The librarians and bookstore proprietors in The Big Sleep operate around the same discursive axis as Vivian's quip about Proust, that "connoisseur of degenerates." That Geiger's ostensible "rare books" operation is a front for a pornography ring is not an accident. Like Proust, whose literary output must be understood as "rarefied" in market/commodity terms, the high-brow posture conceals the presence of moral rot, the discovery of which is the detective's primary job.

And of course, both texts prominently feature characters who have an unconscious life over which their conscious selves have only limited control, though the content of that unconscious is wildly divergent. In Chandler, writing in the era of Freud, our unconscious is a space of sexual rapacity and exhibitionism as well as violence. In Murakami, by contrast the "End of the World" is a kind of utopian alternate reality surgically implanted inside the protagonist's mind without his knowledge. (I am not sure how much can be done here...)

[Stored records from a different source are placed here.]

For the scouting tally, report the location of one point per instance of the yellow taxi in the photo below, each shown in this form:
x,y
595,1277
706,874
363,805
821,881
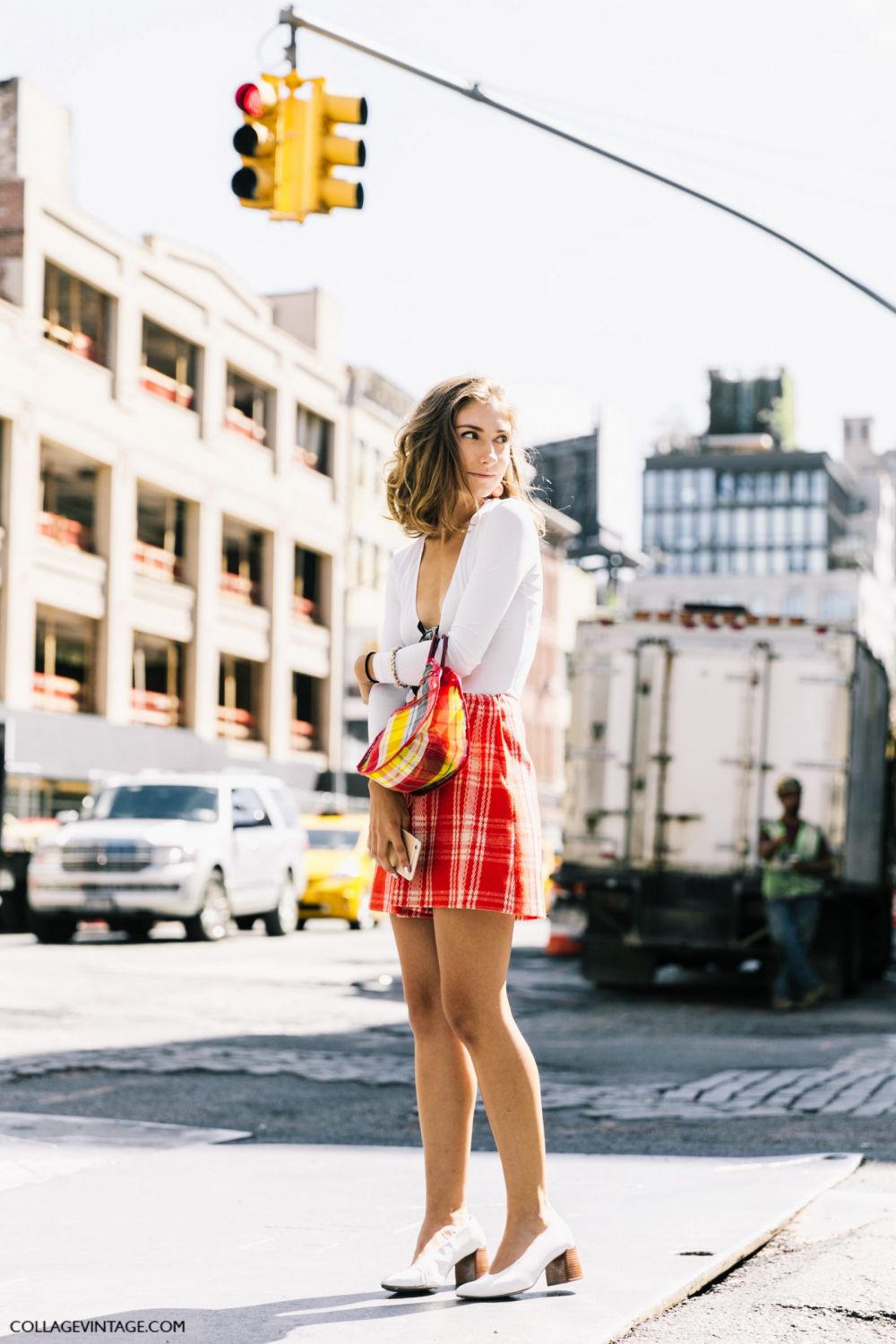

To intelligibly graph the specific parallels between The Big Sleep and the Murakami actually proves to be quite difficult, though of course Murakami's is far from the only text (even within his own body of work) where this kind of problem arises. Does anyone know of a critic who has done a schematic study that might help us describe the different modes of allusion (specifically oriented to the kind of thing happening with Proust above, for starters) that are often seen in self-consciously intertextual postmodern fiction?